Materials and Methods

Material Selection

To carry out this work, data from the regional (outfield) trials of sugarcane in the last stage of selection breeding program at the National Institute for Agricultural Research (INIA) were used. These assays were performed using a randomized complete block design with three replicates and experimental units of 45 m2 (3 rows of 10 m with 1.5 m spacing). These assays were conducted for 2 years with successive cuts (plant and first ratoon).

Locations and Genotypes

The trials locations in Venezuela were: Quebrada Arriba (QA) and Montaña Verde (MV) located in Lara state; Las Majaguas (LM), Ivonne (Iv) and Castillera (Ca) in Portuguesa state; Santa Lucía (SL) and FUNDACAÑA (FC) in the Yaracuy state, and Los Tamarindos (LT) in Aragua state (Table 1). The main characteristics of soils and rainfall of these areas are also given in Table 1. The evaluated experimental material consisted of the following clones: V91-1 (G1), V91-2 (G2), V91-6 (G3), V91-8 (G4), V91-15 (G5), V98-62 (G6), V98-86 (G7), V98-120 (G8), V99-117 (G9), V99-190 (G10), V99-203 (G11), V99-208 (G12), V99-213 (G13), V99-217 (G14), V99-236 (G15), V99-245 (G16), V00-50 (G17) and three reference clones: B80-408 (G18), C323-68 (G19) and CP74-2005 (G20).
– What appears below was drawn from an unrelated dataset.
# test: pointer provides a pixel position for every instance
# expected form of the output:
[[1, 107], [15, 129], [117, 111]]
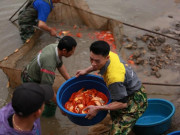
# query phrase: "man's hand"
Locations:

Table 1 Main characteristics of soil and precipitation/year of the locations tested

Analyzed Yield Variables

The analyzed variables were agronomic performance in tons of cane per hectare (TCH), determined by weighing the effective area of each experimental unit at harvest time and the estimate of industrial yield (sugar) through Pol% cane, determined by laboratory tests on samples composed of 10 stalks per experimental unit.

Statistical Analyses

To evaluate yield (TCH and Pol% cane) and to consider general and specific adaptability and possible groupings of environments, AMMI and GGE biplot methodologies were performed (Crossa et al. 2002; Yan 2011). AMMI models were performed using R package “agricolae” (De Mendiburu 2015). SREG-GGE biplot analyses were performed using R package “GGEBiplotGUI” (Frutos et al. 2014). To identify genotypes and environments with positive relationship between both yield characteristics simultaneously (TCH and Pol% cane), coinertia analysis (Dolédec and Chessel 1994; Dray et al. 2003b) was performed using R package “ade4” (Dray and Dufour 2007; Chessel et al. 2004; Dray et al. 2007). For the selection of genotypes, it was used two n × p matrices, one for each yield variable, where the genotypes were classified as individuals and the environments were the variables. On the other hand, for best environment determination, the above matrices were transposed so the environments were the individuals and the genotypes the variables. Then, each matrix was used for a principal components analysis (PCA), and then, each pair of matrices was constrained into a subspace of maximal coinertia and maximal correlation between both yield variables. To determine the best suited genotypes for the best environment taking into account both yield variables, a covariance analysis was performed, applying the formula:

$$ (G_{ij} \,_{\text{TCH}} - \overline{{G_{i} }} \,_{\text{TCH}} ) (G_{ij} \,_{{{\text{Pol}}\,\% }} - \overline{{G_{i} }} \,_{{{\text{Pol}}\,\% }} ) $$

where \( {\text{G}}_{{ij\,{\text{TCH}}}} \) is the value of TCH of a genotype i in an environment j. \( \overline{{{\text{G}}_{i} }} \,_{\text{TCH}} \) is the mean value of TCH of a genotype i in all environments. \( {\text{G}}_{ij} \,_{{{\text{Pol}}\,\% }} \) is the mean value of Pol% cane of a genotype i in an environment j. \( \overline{{{\text{G}}_{i} }} \,_{{{\text{Pol}}\,\% }} \) is the mean value of Pol% cane of a genotype i in all environments.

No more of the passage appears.